Отложить Отложено Подписаться Вы подписаны
מעט מן האור דוחה הרבה מן החושך (Немного света прогоняет много тьмы)
Баал Шем-Тов
- Шалыгин!
- Я!
- Тихончук!
- Я!
- Канев!
- Я!
- Поллак!
- Я!
- Гукович!
- Я!
- Рожавинский!
- Я! ...Только я - Ружавинский, товарищ прапорщик...
- Ты - Рожавинский, и будешь им ближайшие два года. Усвоил?
- Так точно, товарищ прапорщик...
Прапорщик Боря осмотрел шестерых вышедших вперед бойцов, подкрутил усы, и объявил:
- Сегодня сразу после обеда поедете на старый хлебзавод, наведете там порядок, шоб было, как на Красной площади. Будем строить там штаб бригады.
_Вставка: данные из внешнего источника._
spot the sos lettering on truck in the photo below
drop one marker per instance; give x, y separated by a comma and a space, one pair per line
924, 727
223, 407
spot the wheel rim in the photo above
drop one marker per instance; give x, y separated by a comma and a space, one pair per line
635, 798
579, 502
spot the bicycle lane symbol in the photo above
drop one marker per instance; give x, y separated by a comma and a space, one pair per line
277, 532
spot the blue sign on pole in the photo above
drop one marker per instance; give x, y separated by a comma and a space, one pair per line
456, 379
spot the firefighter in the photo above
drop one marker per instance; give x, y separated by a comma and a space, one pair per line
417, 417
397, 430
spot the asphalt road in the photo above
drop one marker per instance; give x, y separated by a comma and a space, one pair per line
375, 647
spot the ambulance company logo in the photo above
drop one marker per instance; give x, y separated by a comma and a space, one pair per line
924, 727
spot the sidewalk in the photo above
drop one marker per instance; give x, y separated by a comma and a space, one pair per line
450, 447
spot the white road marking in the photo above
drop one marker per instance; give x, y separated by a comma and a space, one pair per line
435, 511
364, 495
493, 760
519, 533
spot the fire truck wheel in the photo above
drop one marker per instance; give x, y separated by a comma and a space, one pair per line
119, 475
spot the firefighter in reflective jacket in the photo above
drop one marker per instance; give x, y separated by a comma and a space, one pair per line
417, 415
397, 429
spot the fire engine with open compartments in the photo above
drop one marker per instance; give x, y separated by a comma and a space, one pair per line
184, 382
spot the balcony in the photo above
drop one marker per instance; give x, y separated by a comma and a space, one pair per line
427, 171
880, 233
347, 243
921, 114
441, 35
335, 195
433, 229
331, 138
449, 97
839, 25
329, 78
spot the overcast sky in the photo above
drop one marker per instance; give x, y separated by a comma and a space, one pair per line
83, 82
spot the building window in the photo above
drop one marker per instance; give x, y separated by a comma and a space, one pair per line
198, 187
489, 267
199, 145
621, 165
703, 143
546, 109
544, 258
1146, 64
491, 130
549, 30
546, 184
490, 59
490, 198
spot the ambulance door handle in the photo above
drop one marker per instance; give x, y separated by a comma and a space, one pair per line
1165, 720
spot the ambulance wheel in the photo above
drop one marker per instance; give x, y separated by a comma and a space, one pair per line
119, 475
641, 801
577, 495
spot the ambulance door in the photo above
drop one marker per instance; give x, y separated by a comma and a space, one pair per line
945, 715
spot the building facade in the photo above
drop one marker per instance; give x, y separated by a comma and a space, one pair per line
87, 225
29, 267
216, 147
- Товарищ прапорщик, у меня нога болит, может...
- Ружабинский, когда ты вернешься с хлебзавода - у тебя будут болеть все четыре ноги, так что наслаждайся сейчас тремя здоровыми!
Бригада инженерных войск, насчитывающая около пяти тысяч человек личного состава, прибыв из степей Молдавии в славный город Котельнич Кировской области, расположилась в палаточном городке, занимающем площадь, едва ли не большую, чем сам город. Вначале было терпимо, но с приходом ранней осени по ночам из палаток стал раздаваться такой стук зубов личного состава, что командование задумалось о передислокации бойцов в более серьезные помещения, тем более, что дело было задолго до глобального потепления имени Гретты Тунберг и, по словам местных жителей, зимой температура воздуха на этом "курорте Нечерноземья" никогда не поднималась выше минус двадцати градусов, и, в основном, держалась где-то около минус сорока.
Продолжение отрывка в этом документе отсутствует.